Last Budget figures show the Morrison-Joyce Government expects to recruit just eight extra Navy personnel this year and cut 105 APS jobs – how can we believe they will start recruiting over 1300 new people a year for the next two decades? 

There is no plan to ramp up recruitment past the next election to the numbers required, with the Government simply re-announcing 200 ADF recruits a year between 2020 and 2024 – something already in the Force Structure Plan.

It is also telling that despite the increased pressure on the ADF to respond to disasters fuelled by climate change, there is no detail on how to fix the pressures this puts on existing recruitment, retention and training for our troops in their primary areas of expertise.

After all, this is a Government that's all about the announcement and never about delivery.

Under the Liberals, the size of Defence’s external contractor workforce has grown to become Defence largest ‘service’, bigger even than the Army.  
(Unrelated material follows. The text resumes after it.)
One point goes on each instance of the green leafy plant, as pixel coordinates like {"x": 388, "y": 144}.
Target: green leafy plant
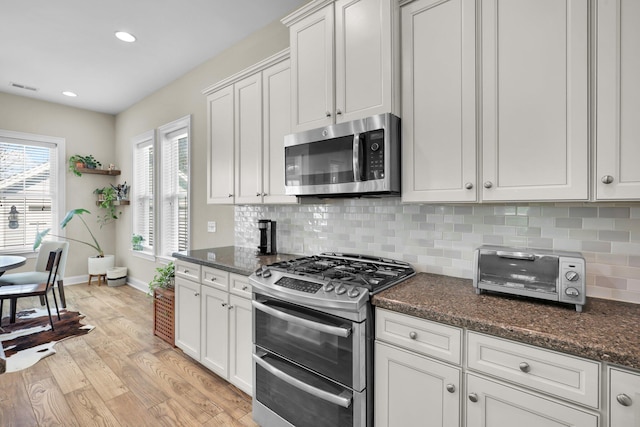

This explosion in external contractors is a direct result of the Government’s public service staffing cap, which is deskilling and demoralising Defence’s uniformed and civilian workforce through high turnover, and eroding capability in the public service. 

In addition to force expansion we need the defence assets to support them, and considering this Government’s track record of bungling major defence contracts, this is cause for concern.  

Federal Labor approaches defence in a bipartisan way, supporting the need for recruitment, but yet again the Government has offered no briefing only weeks out from an election.